The Department of Energy (DOE) is gearing up an oil contingency plan to assure enough fuel supply amid disruptions in the global market.
In a report by The Philippine Star, DOE Oil Industry Management Bureau assistant director Rodelo Romero said that they are working with other government agencies to identify the level of demand requirements of various sectors, including the transport sector, so they could draft the contingency plan.
Romero added that the DOE is organizing a task force to draft the contingency plan that would address internal and external supply disruptions.
Oil prices went up for the seventh straight on Tuesday due to tight global supply. Gasoline prices went up by Php 7.90 per liter, diesel is at Php 10.20 per liter, and Kerosene by Php 9.20 per liter since January.
Romero said that the current Russia-Ukraine conflict, explosion in Nigeria, maintenance and disruption and pipeline leaks in Libya, and the oil spills in Ecuador and Kazakhstan are the contributing factors of the continuous price hike.
The contingency plan will serve as a temporary measure while the department is finalizing its oil stockpiling program or strategic petroleum reserve (SPR) – which looks to reduce price and supply shocks from importing oil.

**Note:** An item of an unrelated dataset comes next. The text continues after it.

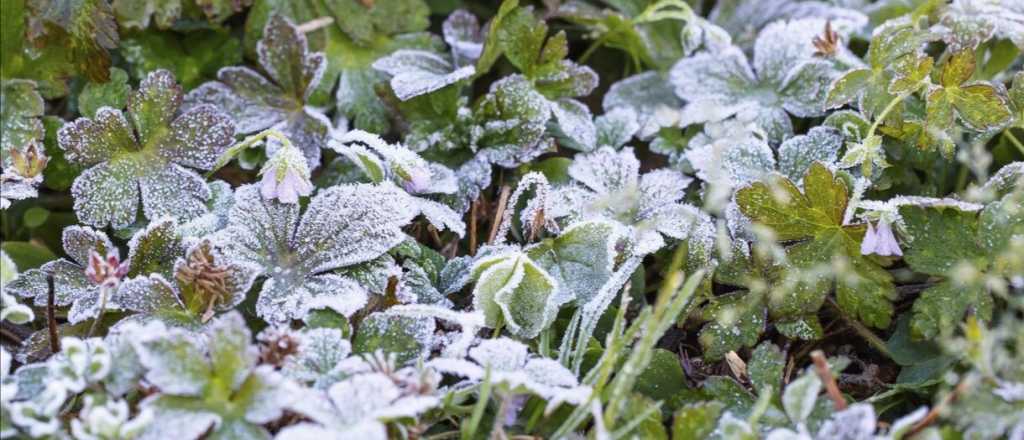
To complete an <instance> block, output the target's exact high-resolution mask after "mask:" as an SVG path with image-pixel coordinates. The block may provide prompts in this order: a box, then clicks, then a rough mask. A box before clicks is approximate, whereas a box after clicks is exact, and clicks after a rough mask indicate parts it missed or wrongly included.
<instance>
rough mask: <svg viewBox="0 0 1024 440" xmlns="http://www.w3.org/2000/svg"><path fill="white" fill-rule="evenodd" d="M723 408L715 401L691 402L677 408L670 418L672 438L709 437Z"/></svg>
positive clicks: (710, 435)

The SPR aims to establish a government-owned reserve for crude oil, finished petroleum products, and biofuel reserve to strengthen the country’s fuel supply security and address severe international supply interruption and implement the Targeted Fuel Relief Program.
The DOE has also backed the continuous suspension of the excise tax on fuel products to help ease up the rising oil prices.
Romero said in a report by BusinessMirror that the suspension could help the transportation sector – which is currently taking the effects of the oil price hikes.